Ruling SYRIZA’s Political Council convened on Thursday under the shadow cast by the resumption Wednesday of auctions of foreclosed properties and the use of tear gas by riot police to counter angry protesters at an Athens courthouse.
Leading SYRIZA officials raised concern that the issue, which has even polarized the ruling party itself on ideological grounds, could inflict serious damage to the leftist-led government’s image, at a time when it is attempting to push the narrative that Greece is back on the road to financial recovery.
Several leading officials also said that a verbal agreement between the government and the banks not to auction off primary residences up to 300,000 euros is simply not enough to keep the lid on ever growing discontent emanating from the party’s base and across the board.
A verbal agreement, they insisted, is no guarantee that it will be upheld and could lead to the perception that the government is on course for yet another political turnaround.
To preempt this turn of events, party officials said it is essential that the government puts its commitment in writing by passing it into legislation.
However, the government appeared intent on Thursday on sticking to its so-called “gentlemen’s agreement” with the banks, as, it said, putting it into law would undoubtedly draw a strong reaction from the European Stability Mechanism (ESM).
For his part, Finance Minister Euclid Tsakalotos said the concerns of SYRIZA officials and the party base can only be overcome by pursuing a growth agenda.

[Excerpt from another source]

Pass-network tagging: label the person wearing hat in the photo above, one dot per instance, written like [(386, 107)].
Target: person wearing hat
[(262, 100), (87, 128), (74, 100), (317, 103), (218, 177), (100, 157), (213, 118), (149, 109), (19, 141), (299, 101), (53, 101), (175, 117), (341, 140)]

“[Greek] society has many needs. One of these needs is to have growth and have a society that can stand on its own feet,” Tsakalotos said after the meeting. He added that the government’s commitment to growth cannot be implemented if the banking system is not built on healthy foundations.
Government spokesman Dimitris Tzanakopoulos echoed similar sentiments, saying that the fine balance must be found between achieving a healthy banking system and protecting people’s homes.
With regard to the bailout review negotiations, the council said that all parties involved want a swift conclusion and, for this reason, several difficult issues will be deferred to the next bailout review.